API_URL = "https://itunes.apple.com/us/rss/topgrossingapplications/limit={}/genre={}/xml"
LIMIT = 50
price_dicts = []
price_index = []

And then we get to do the fun part! We’re going to iterate over each genre, grab the content using requests, select the node, and then throw it in a dictionary.

import cssselect
from lxml import etree
from lxml.cssselect import CSSSelector

# iterate over the possible genres
for key in genre_map:

    endpoint = API_URL.format(LIMIT, key)
    response = requests.get(endpoint)
    # convert to Unicode because I hate everything
    document = etree.fromstring(response.text.encode('utf-8'))
    # escape the colon, as all things do
    prices = document.xpath(cssselect.HTMLTranslator().css_to_xpath('im\:price'))
    price_dict = {}
    for price in prices:
        # so it automatically becomes a numeric column
        parsed_price =  0.0 if price.text == "Free" else float(price.text[1:])
        price_dict[parsed_price] = price_dict.get(parsed_price, 0) + 1
    price_dicts.append(price_dict)
    price_index.append(genre_map.get(key))

So we have a dictionary of genre-to-initial price occurences. This is great! But printing said dictionary looks something like this:

> [{0.0: 13, 9.99: 2, 4.99: 4, 54.99: 1, 0.99: 4, 24.99: 1, 19.99: 4, 59.99: 1, 69.99: 1, 1.99: 7, 2.99: 5, 29.99: 2, 3.99: 3, 14.99: 2}, {0.0: 24, 12.99: 1, 4.99: 2, 3.99: 1, 0.99: 1, 7.99: 1, 19.99: 1, 79.99: 1, 1.99: 3, 2.99: 6, 17.99: 1, 6.99: 3, 9.99: 5}, {0.0: 28, 8.99: 1, 7.99: 1, 0.99: 1, 4.99: 8, 99.99: 1, 1.99: 5, 29.99: 1, 5.99: 2, 9.99: 2}, {0.0: 44, 2.99: 2, 0.99: 2, 1.99: 1, 4.99: 1}, {0.0: 22, 4.99: 3, 0.99: 2, 19.99: 2, 2.99: 7, 3.99: 2, 29.99: 1, 5.99: 2, 1.99: 9}, {0.0: 10, 0.99: 5, 4.99: 5, 3.99: 11, 2.99: 6, 19.99: 1, 7.99: 4, 9.99: 6, 1.99: 2}, {0.0: 17, 4.99: 4, 6.99: 3, 19.99: 2, 29.99: 2, 9.99: 5, 2.99: 6, 16.99: 1, 5.99: 4, 14.99: 2, 1.99: 4}, {0.0: 14, 0.99: 5, 4.99: 1, 1.99: 10, 2.99: 12, 3.99: 6, 9.99: 2}, {0.0: 17, 3.99: 6, 0.99: 2, 1.99: 11, 2.99: 9, 4.99: 4, 9.99: 1}, {0.0: 22, 2.99: 4, 0.99: 9, 4.99: 4, 1.99: 11}, {0.0: 34, 0.99: 3, 4.99: 2, 1.99: 2, 3.99: 3, 2.99: 6}, {0.0: 28, 99.99: 1, 3.99: 3, 0.99: 1, 24.99: 1, 19.99: 1, 1.99: 4, 2.99: 6, 29.99: 1, 5.99: 1, 4.99: 2, 9.99: 1}, {0.0: 11, 44.99: 1, 0.99: 6, 6.99: 1, 2.99: 3, 35.99: 1, 59.99: 2, 7.99: 1, 64.99: 1, 99.99: 1, 19.99: 2, 49.99: 3, 74.99: 1, 9.99: 5, 79.99: 1, 3.99: 4, 5.99: 1, 4.99: 1, 14.99: 2, 1.99: 2}, {0.0: 24, 7.99: 1, 6.99: 3, 19.99: 3, 4.99: 2, 1.99: 4, 2.99: 6, 3.99: 5, 14.99: 2}, {0.0: 49, 6.99: 1}]

Which is pretty unreadable, to put it lightly.

Instead, we’d ideally have a stacked bar graph with a gradient of hues for each price, so we can get a good view of the genre-by-genre breakdown.
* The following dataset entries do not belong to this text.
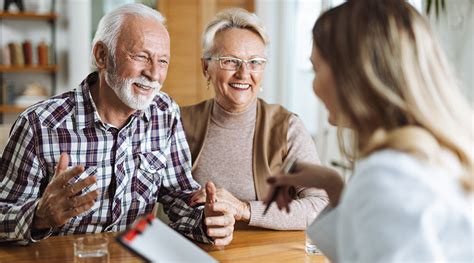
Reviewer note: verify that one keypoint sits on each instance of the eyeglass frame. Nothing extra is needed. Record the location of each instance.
(246, 61)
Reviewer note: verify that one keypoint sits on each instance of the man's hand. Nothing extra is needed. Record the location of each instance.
(59, 202)
(218, 217)
(242, 208)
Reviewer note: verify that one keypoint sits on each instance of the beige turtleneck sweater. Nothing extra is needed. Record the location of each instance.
(226, 159)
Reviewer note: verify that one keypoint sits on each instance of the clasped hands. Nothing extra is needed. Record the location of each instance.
(221, 210)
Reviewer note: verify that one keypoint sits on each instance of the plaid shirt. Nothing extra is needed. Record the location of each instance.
(145, 162)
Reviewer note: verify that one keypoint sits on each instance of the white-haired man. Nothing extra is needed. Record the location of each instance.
(121, 139)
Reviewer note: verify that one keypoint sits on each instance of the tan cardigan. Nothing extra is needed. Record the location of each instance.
(269, 144)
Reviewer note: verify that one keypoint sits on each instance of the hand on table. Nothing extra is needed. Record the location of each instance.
(59, 202)
(218, 217)
(242, 209)
(305, 175)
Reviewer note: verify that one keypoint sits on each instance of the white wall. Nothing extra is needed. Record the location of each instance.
(455, 30)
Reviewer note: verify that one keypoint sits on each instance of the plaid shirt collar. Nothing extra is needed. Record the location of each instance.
(86, 110)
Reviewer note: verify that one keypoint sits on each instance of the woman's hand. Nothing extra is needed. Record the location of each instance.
(222, 195)
(219, 217)
(305, 175)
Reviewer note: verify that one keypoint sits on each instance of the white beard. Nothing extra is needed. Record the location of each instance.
(123, 89)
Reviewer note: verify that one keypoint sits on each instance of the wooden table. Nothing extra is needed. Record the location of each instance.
(253, 245)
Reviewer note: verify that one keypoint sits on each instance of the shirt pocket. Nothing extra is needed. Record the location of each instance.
(148, 179)
(88, 171)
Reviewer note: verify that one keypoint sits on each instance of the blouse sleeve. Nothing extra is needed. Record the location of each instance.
(392, 212)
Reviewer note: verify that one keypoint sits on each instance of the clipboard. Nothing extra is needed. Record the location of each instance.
(154, 241)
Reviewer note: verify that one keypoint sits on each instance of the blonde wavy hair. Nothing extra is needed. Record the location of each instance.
(393, 82)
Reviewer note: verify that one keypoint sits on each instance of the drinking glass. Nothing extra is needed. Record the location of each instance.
(310, 246)
(91, 249)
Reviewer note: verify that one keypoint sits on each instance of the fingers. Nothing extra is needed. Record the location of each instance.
(223, 241)
(79, 210)
(198, 197)
(210, 192)
(223, 220)
(61, 180)
(62, 163)
(220, 232)
(75, 188)
(79, 201)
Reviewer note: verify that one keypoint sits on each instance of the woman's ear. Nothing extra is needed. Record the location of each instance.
(204, 67)
(100, 55)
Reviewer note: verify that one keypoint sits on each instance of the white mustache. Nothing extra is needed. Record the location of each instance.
(145, 82)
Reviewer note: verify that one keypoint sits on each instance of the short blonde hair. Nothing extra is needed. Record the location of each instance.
(231, 18)
(390, 74)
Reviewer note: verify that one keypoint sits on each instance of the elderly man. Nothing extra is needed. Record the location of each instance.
(96, 158)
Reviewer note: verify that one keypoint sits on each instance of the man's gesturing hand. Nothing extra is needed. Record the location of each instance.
(59, 202)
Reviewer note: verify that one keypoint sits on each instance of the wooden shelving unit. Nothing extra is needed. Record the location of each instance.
(29, 69)
(28, 16)
(52, 70)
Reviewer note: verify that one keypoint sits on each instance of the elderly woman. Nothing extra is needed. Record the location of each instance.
(238, 141)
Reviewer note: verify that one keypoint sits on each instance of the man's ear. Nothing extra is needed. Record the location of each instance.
(100, 55)
(204, 67)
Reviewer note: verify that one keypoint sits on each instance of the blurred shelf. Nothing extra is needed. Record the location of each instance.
(11, 109)
(28, 15)
(29, 69)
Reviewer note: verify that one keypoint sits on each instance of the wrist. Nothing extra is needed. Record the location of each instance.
(244, 213)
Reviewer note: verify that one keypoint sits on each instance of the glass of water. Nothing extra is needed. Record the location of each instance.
(91, 249)
(310, 246)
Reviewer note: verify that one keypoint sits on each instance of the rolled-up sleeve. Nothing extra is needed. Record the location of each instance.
(177, 185)
(21, 178)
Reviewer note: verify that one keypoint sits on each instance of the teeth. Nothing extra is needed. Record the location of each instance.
(239, 86)
(142, 86)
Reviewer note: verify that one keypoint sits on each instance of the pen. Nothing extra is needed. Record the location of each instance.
(287, 169)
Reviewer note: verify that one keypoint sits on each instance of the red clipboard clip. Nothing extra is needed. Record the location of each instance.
(139, 228)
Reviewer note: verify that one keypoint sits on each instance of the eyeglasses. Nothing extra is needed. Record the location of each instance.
(233, 64)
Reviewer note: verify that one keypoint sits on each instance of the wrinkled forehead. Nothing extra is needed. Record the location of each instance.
(143, 32)
(234, 41)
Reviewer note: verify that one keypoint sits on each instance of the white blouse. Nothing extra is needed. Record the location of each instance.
(397, 208)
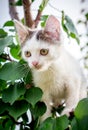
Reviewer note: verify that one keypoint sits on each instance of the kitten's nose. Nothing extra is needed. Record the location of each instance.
(34, 63)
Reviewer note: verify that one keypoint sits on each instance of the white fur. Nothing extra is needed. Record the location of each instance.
(60, 76)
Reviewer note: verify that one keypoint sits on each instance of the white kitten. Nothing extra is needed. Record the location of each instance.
(54, 70)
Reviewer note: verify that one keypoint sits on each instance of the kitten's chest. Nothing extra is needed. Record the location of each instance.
(49, 81)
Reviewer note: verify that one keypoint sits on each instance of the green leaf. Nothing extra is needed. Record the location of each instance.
(74, 124)
(18, 108)
(69, 27)
(38, 110)
(47, 124)
(13, 71)
(3, 33)
(33, 95)
(3, 106)
(60, 123)
(82, 109)
(3, 84)
(12, 93)
(4, 42)
(43, 5)
(8, 23)
(15, 51)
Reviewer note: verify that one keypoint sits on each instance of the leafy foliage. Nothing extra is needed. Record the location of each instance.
(18, 95)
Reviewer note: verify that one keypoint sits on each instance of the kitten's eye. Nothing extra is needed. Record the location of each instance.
(27, 53)
(44, 52)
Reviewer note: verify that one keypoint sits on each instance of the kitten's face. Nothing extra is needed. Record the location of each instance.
(39, 54)
(40, 48)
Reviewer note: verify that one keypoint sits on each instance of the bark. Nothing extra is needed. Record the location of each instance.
(27, 13)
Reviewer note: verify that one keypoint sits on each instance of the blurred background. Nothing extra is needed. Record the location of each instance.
(76, 10)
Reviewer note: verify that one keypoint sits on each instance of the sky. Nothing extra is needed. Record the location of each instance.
(71, 8)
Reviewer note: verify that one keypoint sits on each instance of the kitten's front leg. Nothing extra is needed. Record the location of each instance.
(71, 99)
(47, 114)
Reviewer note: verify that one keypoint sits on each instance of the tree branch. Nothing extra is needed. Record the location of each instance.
(27, 13)
(12, 10)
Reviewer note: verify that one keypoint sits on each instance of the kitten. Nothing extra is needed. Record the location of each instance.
(54, 70)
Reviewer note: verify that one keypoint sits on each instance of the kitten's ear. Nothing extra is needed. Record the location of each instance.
(22, 31)
(52, 27)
We’ll accomplish this with minimal use of two packages: the excellent pandas – which can accomplish just about everything related to data analysis, but we’re really only using it for data storage – and the equally excellent vincent, which can bind data to pretty graphs. (And isn’t that all we ever want from life?)

So we wrap up that dictionary and convert it into a chart in literally the easiest way possible:

import pandas as pd
import vincent
dataframe = pd.DataFrame(price_dicts, index=price_index)
stack = vincent.StackedBar(dataframe)
stack.legend(title='App Price')
stack.to_json("appstore.json", html_out=True, html_path='appstore.html')

Seriously, that’s all you need to do. appstore.html – plus some recoloring about which I’ll spare you the boring details – contains the following:

Pretty cool, right? The big takeaway for me is that the death of paid apps has been greatly exaggerated: while Games and Social apps are overwhelmingly dominated by the first-hit-free mentality (and make no mistake, these two genres are where the most massive of profits lie), less than half of the top grossing halves in all other genres are initially free.

Obviously if you’re looking for explosive growth or targetting a massive audience, pricing at free is the way to go – but if your app is targeting a specific niche, pricing your app reasonably is the way to go.

(Also, there’s an app that goes for $999.9. How ridiculous is that?)